Microsoft founder and innovation-chasing entrepreneur Bill Gates has turned heads with his investment in TerraPower, a small startup seeking a home for a prototype traveling-wave reactor that could go 50 years without refueling.
The Wall Street Journal featured a story on TerraPower Monday, quoting Gates as saying "a cheaper reactor design that can burn waste and doesn't run into fuel limitations would be a big thing.”
Citing his interest in new no-carbon energy sources, Gates has invested tens of millions in TerraPower, a company formed in 2008 under a broader organization called Intellectual Ventures run former Microsoft Chief Technical Officer Nathan Myhrvold. According to the Journal, the company received an additional $35 million last year from venture-capital firms Charles River Ventures and Khosla Ventures.

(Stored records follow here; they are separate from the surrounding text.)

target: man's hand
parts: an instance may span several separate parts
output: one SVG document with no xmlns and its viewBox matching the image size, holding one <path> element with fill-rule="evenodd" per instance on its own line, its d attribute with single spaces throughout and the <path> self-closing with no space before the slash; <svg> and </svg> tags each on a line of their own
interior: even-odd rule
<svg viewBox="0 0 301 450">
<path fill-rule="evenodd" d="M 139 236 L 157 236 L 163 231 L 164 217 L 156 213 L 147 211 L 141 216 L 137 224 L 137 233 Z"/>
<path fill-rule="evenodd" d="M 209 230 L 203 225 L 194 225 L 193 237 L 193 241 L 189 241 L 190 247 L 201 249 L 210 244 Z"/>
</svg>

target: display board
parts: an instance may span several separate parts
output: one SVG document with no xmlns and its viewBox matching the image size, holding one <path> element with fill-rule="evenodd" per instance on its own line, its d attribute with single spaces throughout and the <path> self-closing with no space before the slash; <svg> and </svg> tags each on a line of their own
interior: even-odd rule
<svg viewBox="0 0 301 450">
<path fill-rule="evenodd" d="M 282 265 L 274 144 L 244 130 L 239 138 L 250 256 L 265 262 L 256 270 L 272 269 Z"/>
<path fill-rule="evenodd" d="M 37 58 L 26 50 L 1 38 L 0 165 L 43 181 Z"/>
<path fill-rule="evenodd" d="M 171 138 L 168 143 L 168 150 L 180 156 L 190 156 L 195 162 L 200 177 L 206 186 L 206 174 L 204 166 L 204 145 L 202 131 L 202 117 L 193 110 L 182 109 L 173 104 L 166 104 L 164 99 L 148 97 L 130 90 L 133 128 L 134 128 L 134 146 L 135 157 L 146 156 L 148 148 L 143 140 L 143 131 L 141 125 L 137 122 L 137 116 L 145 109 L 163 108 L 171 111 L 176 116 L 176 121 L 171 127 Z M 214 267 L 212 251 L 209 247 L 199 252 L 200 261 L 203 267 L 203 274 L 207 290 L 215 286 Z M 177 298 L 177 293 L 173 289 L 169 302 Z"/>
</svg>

The traveling wave reactor’s design would use a small amount of enriched uranium 235, with 90 percent of the fuel made from depleted uranium (U-238). Neutrons released from the fissioning U-235 penetrating the spent fuel would create plutonium, which itself would fission and generate energy in a slow reaction that could last years without human intervention. The design is small, with a reactor core 13 feet tall and 10 feet wide.
The concept is decades old. According to the Journal report, a Lawrence Livermore National Laboratory paper in the 1990s signed by Edward Teller and Lowell Wood gave the idea further credence and eventually attracted the attention of Myrhvold.
The 30-employee company headed by former Bechtel physicist John Gilleland incorporates research from scientists at the Massachusetts Institute of Technology the University of California, Berkeley, and several national laboratories. After efforts to simulate the concept using supercomputers, the company drafted a basic design it hopes to make into a test reactor.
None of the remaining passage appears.